Clinical remission at week 12 was achieved by 36% and 41% of patients in the 15 mg and 30 mg groups, respectively, compared to 14% of patients receiving methotrexate at week 12, while at week 24, 48%/50% of patients receiving upadacitinib 15/30 mg, respectively, versus 18% of those receiving methotrexate.

Low disease activity based on Disease Activity 28 [DAS28] C-Reactive Protein (CRP) was achieved by 53% and 55% of patients in the 15 mg and 30 mg groups, respectively, compared to 28% of patients receiving methotrexate at week 12, and by 60% and 65% of patients in the 15 mg and 30 mg groups, respectively, versus 32% of patients receiving methotrexate at week 24.

Additionally, at week 24, 79%/60%/44% of patients receiving the 15 mg dose of upadacitinib and 78%/66%/50% of patients receiving the 30 mg dose achieved ACR20/50/70 response, compared to 59%/33%/18% of patients receiving methotrexate.

Following 24 weeks of treatment, both doses of upadacitinib inhibited radiographic progression, measured by the change of total Sharp score from baseline.

The safety profile of upadacitinib was consistent with previously reported results from other SELECT rheumatoid arthritis trials, and no new safety signals were reported.

Through week 24, serious adverse effects occurred in 5%/6% of patients in the 15 mg/30 mg upadacitinib groups, respectively, versus 4% in the methotrexate group, while serious infections occurred in 2%/3% of those in the 15 mg/30 mg upadacitinib groups, respectively, versus 1% in the methotrexate group.

The 6 deaths that occurred through week 24 included 3 patients that experienced major adverse cardiovascular events (MACE), with 1 in each treatment group; 1 death in the 15 mg upadacitinib group due to unrelated metastatic malignant melanoma; and 2 deaths in the 30 mg upadacitinib group, 1 due to pneumonia and sepsis and another due to peritonitis.

Four MACE occurred—1 non-fatal MACE in the 30 mg upadacitinib group and the 3 fatal events mentioned above.

In the study, there were 2 cases of adjudicated venous thromboembolic events (VTEs), 1 pulmonary embolism in the methotrexate group and 1 deep vein thrombosis in the 30 mg upadacitinib group.

SELECT-EARLY is ongoing and includes a 48-week randomized, double-blind treatment period and is followed by a long-term extension period for up to an additional 4 years.

Across the entire SELECT program, the rates of VTEs in both the placebo-controlled and extension periods remain consistent with the background rate in this patient population.

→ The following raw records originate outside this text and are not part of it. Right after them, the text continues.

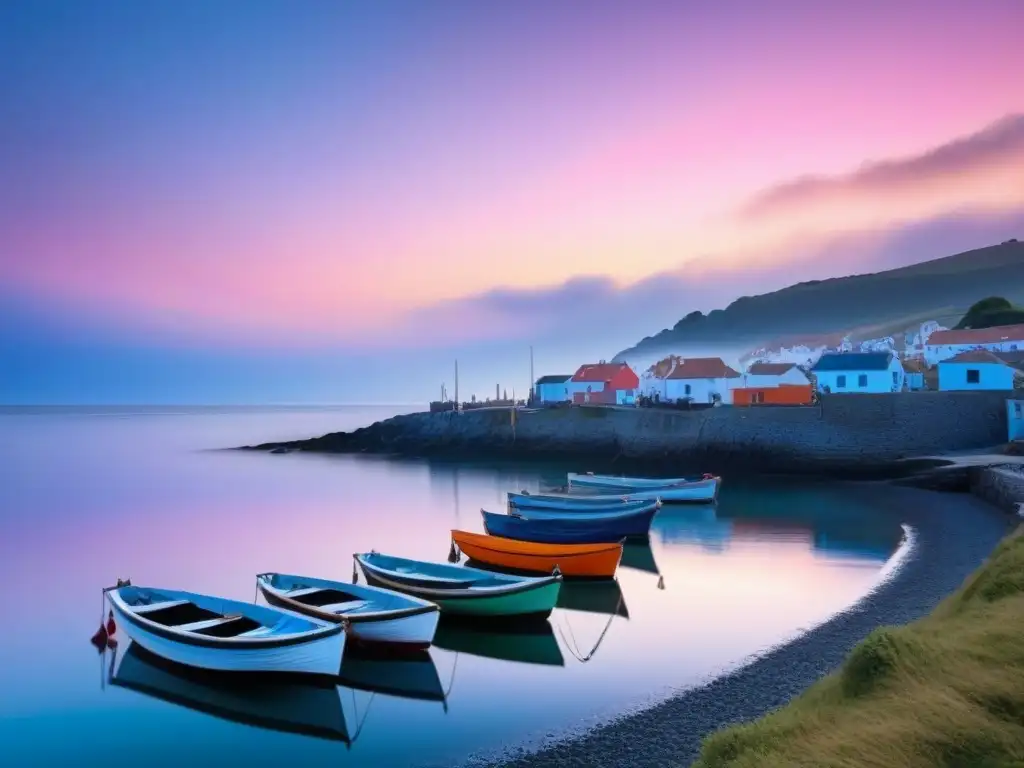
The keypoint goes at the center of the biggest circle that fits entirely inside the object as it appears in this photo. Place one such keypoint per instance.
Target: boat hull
(596, 561)
(704, 492)
(534, 601)
(402, 630)
(567, 529)
(315, 656)
(668, 489)
(291, 705)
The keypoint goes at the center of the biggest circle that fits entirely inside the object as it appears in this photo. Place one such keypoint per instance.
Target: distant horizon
(252, 202)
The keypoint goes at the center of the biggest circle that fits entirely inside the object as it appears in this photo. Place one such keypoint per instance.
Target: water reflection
(594, 597)
(530, 642)
(412, 676)
(291, 705)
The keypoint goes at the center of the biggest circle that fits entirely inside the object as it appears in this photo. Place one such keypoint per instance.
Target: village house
(773, 384)
(977, 369)
(914, 342)
(608, 383)
(859, 372)
(552, 388)
(913, 370)
(942, 345)
(700, 380)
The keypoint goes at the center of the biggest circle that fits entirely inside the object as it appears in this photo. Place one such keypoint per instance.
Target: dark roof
(770, 369)
(976, 355)
(554, 379)
(702, 368)
(853, 361)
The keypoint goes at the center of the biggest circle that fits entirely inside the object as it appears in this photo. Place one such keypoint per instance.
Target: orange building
(783, 394)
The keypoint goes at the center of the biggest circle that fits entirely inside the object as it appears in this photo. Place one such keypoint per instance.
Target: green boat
(463, 591)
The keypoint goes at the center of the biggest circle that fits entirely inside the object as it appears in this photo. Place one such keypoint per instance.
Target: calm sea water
(90, 495)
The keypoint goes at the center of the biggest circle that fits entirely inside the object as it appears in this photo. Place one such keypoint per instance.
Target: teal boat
(527, 642)
(464, 591)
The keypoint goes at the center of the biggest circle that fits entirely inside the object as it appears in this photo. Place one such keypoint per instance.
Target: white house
(772, 375)
(945, 344)
(552, 388)
(859, 372)
(914, 342)
(977, 369)
(701, 380)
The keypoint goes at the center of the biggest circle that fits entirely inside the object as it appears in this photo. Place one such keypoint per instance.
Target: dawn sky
(268, 201)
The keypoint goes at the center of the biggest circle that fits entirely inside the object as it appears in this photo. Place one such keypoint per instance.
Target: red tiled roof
(770, 369)
(702, 368)
(598, 372)
(976, 355)
(979, 336)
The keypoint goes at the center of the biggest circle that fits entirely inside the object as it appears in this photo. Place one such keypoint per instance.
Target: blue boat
(572, 527)
(572, 509)
(577, 504)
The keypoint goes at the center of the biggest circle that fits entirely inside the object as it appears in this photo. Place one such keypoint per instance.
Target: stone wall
(845, 431)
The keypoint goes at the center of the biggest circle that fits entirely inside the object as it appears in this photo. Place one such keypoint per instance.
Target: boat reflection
(293, 705)
(639, 556)
(594, 597)
(528, 642)
(407, 677)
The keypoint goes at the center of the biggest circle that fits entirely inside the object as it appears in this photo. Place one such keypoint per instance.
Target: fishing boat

In April, AbbVie announced positive results from the SELECT-COMPARE trial in which upadacitinib also met the primary endpoints of ACR20 and clinical remission versus placebo.

Upadacitinib is currently being tested in phase 3 trials of rheumatoid arthritis, psoriatic arthritis and Crohn’s disease, and is being investigated to treat ulcerative colitis, ankylosing spondylitis, atopic dermatitis and giant cell arteritis.

Currently, upadacitinib is not approved by regulatory authorities and its safety and efficacy have not yet been established.